Craig Lowndes leads the pack on 2,160 points, with Cameron Waters on 2,071, Mark Winterbottom 2,058, Garth Tander 2,028 and David Reynolds 1,956.
That means the quintet is covered by 204 points, with 300 up for grabs if any of them can win both races.
Even sixth would be Lowndes’ lowest championship result since joining Triple Eight in 2005, the veteran also aiming to avoid his first winless season since his last campaign with Ford Performance Racing in ’04.
Anything other than sixth with a race win would be much the same for Winterbottom since joining FPR, which became Prodrive for his title-winning 2015 season.
Tander admits being in this sort of a fight in his first season back with Garry Rogers Motorsport has exceeded expectations, while Reynolds left Bathurst sixth but has had a tough run since.
Before you go
The full-time Supercars careers of four drivers look set to draw to a close this weekend.
Jason Bright and Todd Kelly have both announced their retirements in the last week, the Bathurst winners having made their debuts in 1997 and ’98 respectively.
Bright sits 16th in the points and starts the finale in a strong run of form, having finished five of the last seven races inside the top 10.
That includes fifth and eighth at Pukekohe earlier this month in his Prodrive Falcon.
Kelly is three places behind, having finished seventh at Bathurst with Jack Le Brocq, and has revealed he expects Newcastle to be his last Supercars race full-stop, not planning to do next year’s enduros.
This weekend will be James Moffat’s last as a full-timer with Garry Rogers Motorsport, which is set to promote James Golding to the drive in 2017.
Moffat has conceded options elsewhere beyond co-driver roles are slim, while Dale Wood is leaving Erebus Motorsport after a single season, replaced by Anton de Pasquale.
Will Davison was also facing an uncertain future, leaving Tekno Autosports, but is poised to stay on the grid full-time with the revamped 23Red Racing.
Start as you mean to go on
Supercars drivers and teams are tackling a new circuit for the first time in four-and-a-half years this weekend.
For all of the exploratory and simulation work they have done in recent months, and what they have learned from visits in recent weeks, teams won’t have a full picture until they head out this morning.
“Really, the first lap when you fire in there at Turn 1 you’ll know what you’ve got,” Winterbottom surmised.
What adds to the challenge is that teams will have limited opportunity to get to know the circuit and tune their Commodore, Falcon or Altima accordingly.
There will be just 80 minutes of practice before qualifying, the pair of 40-minute sessions split by two hours on Friday afternoon.
That means that, even more than usual, how a car rolls out of a truck on Friday morning will be important, along with making the right set-up changes.
Super2 record up for grabs
Paul Dumbrell can move to the top of the Super2 record books this weekend, if he secures a third title.

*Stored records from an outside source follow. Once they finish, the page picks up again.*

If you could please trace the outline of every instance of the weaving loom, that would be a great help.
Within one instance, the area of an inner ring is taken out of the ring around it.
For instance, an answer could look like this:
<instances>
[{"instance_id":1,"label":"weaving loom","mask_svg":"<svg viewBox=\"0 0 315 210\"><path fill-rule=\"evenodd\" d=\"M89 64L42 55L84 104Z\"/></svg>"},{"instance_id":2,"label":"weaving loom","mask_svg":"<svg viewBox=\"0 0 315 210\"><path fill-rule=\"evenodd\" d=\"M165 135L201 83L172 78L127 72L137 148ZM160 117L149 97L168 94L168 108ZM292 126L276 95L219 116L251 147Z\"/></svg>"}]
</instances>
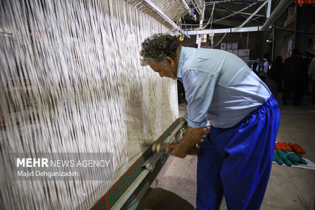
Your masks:
<instances>
[{"instance_id":1,"label":"weaving loom","mask_svg":"<svg viewBox=\"0 0 315 210\"><path fill-rule=\"evenodd\" d=\"M176 29L161 14L174 21L187 12L179 1L139 2L0 3L4 168L14 167L6 164L11 153L111 153L113 172L14 181L3 168L1 209L98 209L91 205L178 117L175 81L141 67L139 52L145 38Z\"/></svg>"}]
</instances>

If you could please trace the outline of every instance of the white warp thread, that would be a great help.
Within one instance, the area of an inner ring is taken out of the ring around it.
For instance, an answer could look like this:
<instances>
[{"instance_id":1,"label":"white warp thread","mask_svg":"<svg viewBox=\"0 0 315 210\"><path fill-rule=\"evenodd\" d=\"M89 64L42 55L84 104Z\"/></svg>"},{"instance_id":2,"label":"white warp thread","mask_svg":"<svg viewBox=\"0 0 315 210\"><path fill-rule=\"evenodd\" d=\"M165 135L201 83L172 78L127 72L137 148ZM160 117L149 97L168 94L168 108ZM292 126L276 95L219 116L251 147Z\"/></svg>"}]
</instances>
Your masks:
<instances>
[{"instance_id":1,"label":"white warp thread","mask_svg":"<svg viewBox=\"0 0 315 210\"><path fill-rule=\"evenodd\" d=\"M175 81L139 63L168 31L124 1L4 0L0 25L2 153L111 152L115 169L178 117ZM3 182L0 208L74 209L102 182Z\"/></svg>"}]
</instances>

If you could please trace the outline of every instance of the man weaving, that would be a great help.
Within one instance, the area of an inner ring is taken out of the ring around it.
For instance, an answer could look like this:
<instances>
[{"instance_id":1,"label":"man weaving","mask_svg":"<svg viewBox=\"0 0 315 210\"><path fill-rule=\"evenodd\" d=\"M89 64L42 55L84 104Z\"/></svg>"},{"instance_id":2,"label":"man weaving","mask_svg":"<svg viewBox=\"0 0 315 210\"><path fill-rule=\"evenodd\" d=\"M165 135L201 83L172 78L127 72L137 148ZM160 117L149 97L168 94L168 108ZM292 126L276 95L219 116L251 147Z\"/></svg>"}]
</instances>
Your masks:
<instances>
[{"instance_id":1,"label":"man weaving","mask_svg":"<svg viewBox=\"0 0 315 210\"><path fill-rule=\"evenodd\" d=\"M224 194L231 209L258 209L270 174L280 122L276 100L239 57L227 51L181 45L178 38L145 39L142 65L178 79L187 101L188 128L170 144L184 158L211 125L198 155L197 209L218 209Z\"/></svg>"}]
</instances>

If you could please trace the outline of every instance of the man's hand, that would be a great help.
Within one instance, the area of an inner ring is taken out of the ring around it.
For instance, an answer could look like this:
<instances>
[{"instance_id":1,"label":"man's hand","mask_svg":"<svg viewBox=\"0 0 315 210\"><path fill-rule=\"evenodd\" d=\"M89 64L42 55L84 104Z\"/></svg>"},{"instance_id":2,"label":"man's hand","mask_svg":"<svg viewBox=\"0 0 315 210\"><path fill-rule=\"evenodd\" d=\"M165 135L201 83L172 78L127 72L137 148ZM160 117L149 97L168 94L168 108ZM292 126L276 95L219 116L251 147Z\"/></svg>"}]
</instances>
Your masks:
<instances>
[{"instance_id":1,"label":"man's hand","mask_svg":"<svg viewBox=\"0 0 315 210\"><path fill-rule=\"evenodd\" d=\"M171 155L178 158L184 158L187 155L196 154L197 153L196 144L199 142L206 131L207 129L205 127L187 128L181 140L168 144L168 147L173 149Z\"/></svg>"},{"instance_id":2,"label":"man's hand","mask_svg":"<svg viewBox=\"0 0 315 210\"><path fill-rule=\"evenodd\" d=\"M182 143L180 141L176 143L169 143L168 146L173 150L171 152L171 155L177 157L178 158L184 158L188 154L189 148L185 148Z\"/></svg>"}]
</instances>

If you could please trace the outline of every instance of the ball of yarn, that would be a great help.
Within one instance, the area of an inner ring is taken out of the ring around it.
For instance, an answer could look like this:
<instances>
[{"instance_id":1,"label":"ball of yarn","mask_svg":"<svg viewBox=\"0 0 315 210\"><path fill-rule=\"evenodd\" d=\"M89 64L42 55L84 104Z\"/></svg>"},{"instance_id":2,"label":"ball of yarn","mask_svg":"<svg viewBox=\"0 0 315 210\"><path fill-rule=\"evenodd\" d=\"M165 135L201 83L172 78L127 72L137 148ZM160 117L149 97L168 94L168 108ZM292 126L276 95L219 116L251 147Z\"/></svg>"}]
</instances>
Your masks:
<instances>
[{"instance_id":1,"label":"ball of yarn","mask_svg":"<svg viewBox=\"0 0 315 210\"><path fill-rule=\"evenodd\" d=\"M278 154L279 158L283 161L285 164L288 166L291 166L292 165L292 163L291 163L291 162L289 160L288 158L287 158L286 155L280 149L277 150L277 154Z\"/></svg>"}]
</instances>

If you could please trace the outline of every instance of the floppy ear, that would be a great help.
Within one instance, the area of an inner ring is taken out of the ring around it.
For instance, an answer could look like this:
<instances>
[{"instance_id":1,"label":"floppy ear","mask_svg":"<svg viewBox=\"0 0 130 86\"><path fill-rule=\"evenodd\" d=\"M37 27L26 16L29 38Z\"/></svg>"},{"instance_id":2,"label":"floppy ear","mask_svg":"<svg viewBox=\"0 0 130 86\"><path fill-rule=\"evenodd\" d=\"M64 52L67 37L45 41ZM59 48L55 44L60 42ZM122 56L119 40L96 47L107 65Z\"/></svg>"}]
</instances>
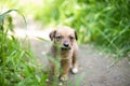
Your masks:
<instances>
[{"instance_id":1,"label":"floppy ear","mask_svg":"<svg viewBox=\"0 0 130 86\"><path fill-rule=\"evenodd\" d=\"M76 40L78 40L78 35L77 35L77 32L75 31L75 38L76 38Z\"/></svg>"},{"instance_id":2,"label":"floppy ear","mask_svg":"<svg viewBox=\"0 0 130 86\"><path fill-rule=\"evenodd\" d=\"M56 33L56 30L53 30L50 32L49 37L50 37L51 41L53 41L53 39L55 38L55 33Z\"/></svg>"}]
</instances>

Dumbrell leads the standings by 49 points over Todd Hazelwood, with Jack Le Brocq the other driver in mathematical contention, 196 adrift.
The birth of Dumbrell’s second child looked like it could compromise his title bid, the Eggleston Motorsport driver and wife Rosie expecting this Sunday, the day of the final race.
However the new addition arrived exactly one week early, last Sunday, and Dumbrell has travelled to Newcastle to race.
Beating Hazelwood to the crown would move Dumbrell ahead of fellow two-time series winners Dean Canto (2000 and ’05) and Steve Owen (’08 and ’10).